You think you know yourself, then you go and have a baby and suddenly the person staring you in the mirror is a complete stranger. Some changes that accompanied motherhood, I expected — the lack of balance in my emotional state and overwhelming swelling of my heart, for instance. There are other personality traits, however, that have been a tad more surprising…
1. I speak for my baby as if he has adult thoughts and feelings, translating the invisible word bubble above his head for whoever is around. As if every situation he’s in is a New Yorker cartoon in need of a caption.

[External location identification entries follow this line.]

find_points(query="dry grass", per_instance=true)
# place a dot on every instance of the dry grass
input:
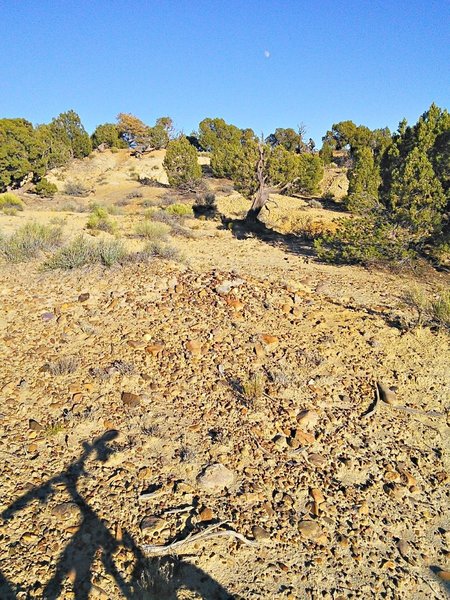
(29, 241)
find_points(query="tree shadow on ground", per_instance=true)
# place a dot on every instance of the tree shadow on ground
(151, 578)
(243, 229)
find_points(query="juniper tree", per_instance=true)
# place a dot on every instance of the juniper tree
(181, 163)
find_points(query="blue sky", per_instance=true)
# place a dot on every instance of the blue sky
(256, 63)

2. I now speak in third person ALL of the time. Even when I’m talking to my husband its, “mama needs some coffee, mama is going to pump now.” My poor son is going to be totally confused about pronouns.

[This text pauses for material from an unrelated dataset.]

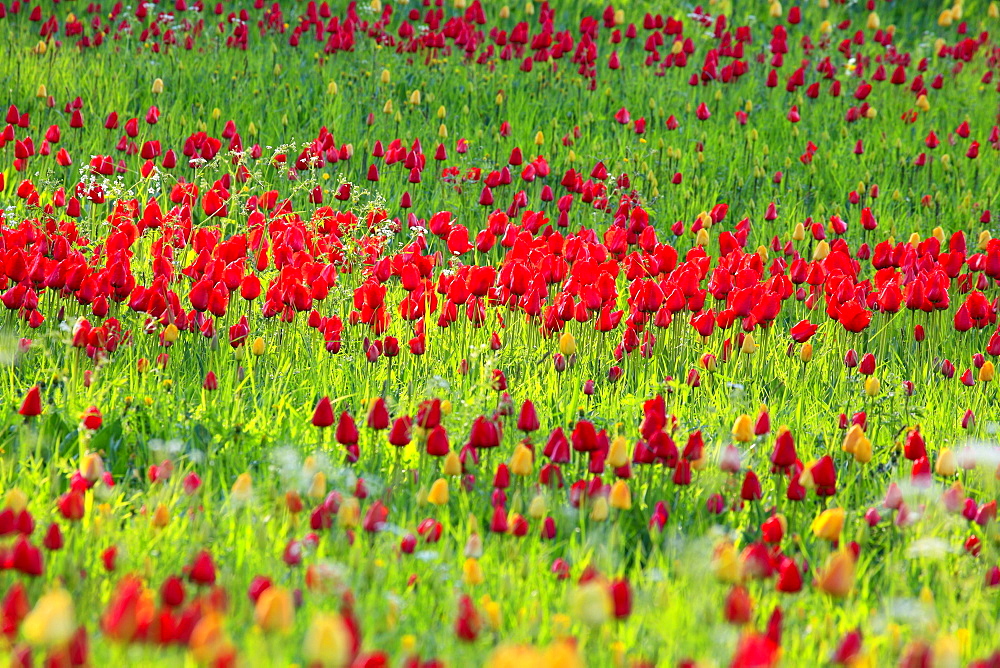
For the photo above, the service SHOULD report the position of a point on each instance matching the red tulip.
(32, 403)
(323, 413)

3. I immediately revert to a high pitch voice whenever speaking to my baby, despite being “theoretically opposed” to baby talk. I some times make a conscious effort to speak to him in a normal tone and end up feeling like a weirdo who’s talking to herself.
4. Words now get “y’s” or “er’s” tacked on at their end. As far as my baby knows, it’s, “eggys, leggys, milkers” etc. Again, for the record, I would prefer he grow up with the kind of mother who treated him like a little adult with a sophisticated vocabulary.
5. I feel responsible for my child’s happiness in every moment. It occurred to me the other day that this obsessive instinct to protect him from feeling any emotion that is not positive probably should have worn off by now. When will this end? According to my mother: never.
6. I make up spontaneous songs, all-day-long, basically turning our life into a musical. I sing about everything I am doing and throw in things like “Roman is the best, Roman is the best,” original material like that.
7. I have become more interested in spending money on baby clothes that he will wear for three months than on my own wardrobe. Completely irrational.
8. I obsessively search and pin nursery decor even though we live in a one bedroom apartment. Still nesting?
9. I spend approximately 10% of the time in conversations with my husband talking about our son’s poop, and 30% coming up with theories about what could be causing his crankiness or crying at any given moment… or why he is still waking up every 2-3 hours at night. “Maybe he’s finally teething” “Or maybe its gas, what did he eat today?” “Has he pooped? Maybe he’s constipated,” “I think he’s over tired,” “Maybe he’s just frustrated that he can’t walk yet.”
10. I want to be with him every moment of the day. I am a stay at home mom who co-sleeps and stresses about leaving him with a babysitter for a few hours on rare occasions. This is not the “bringing up bebe” type of mother I expected to be. This is what I call being an “accidental attachment parent.” Am I the only one who barely recognizes myself?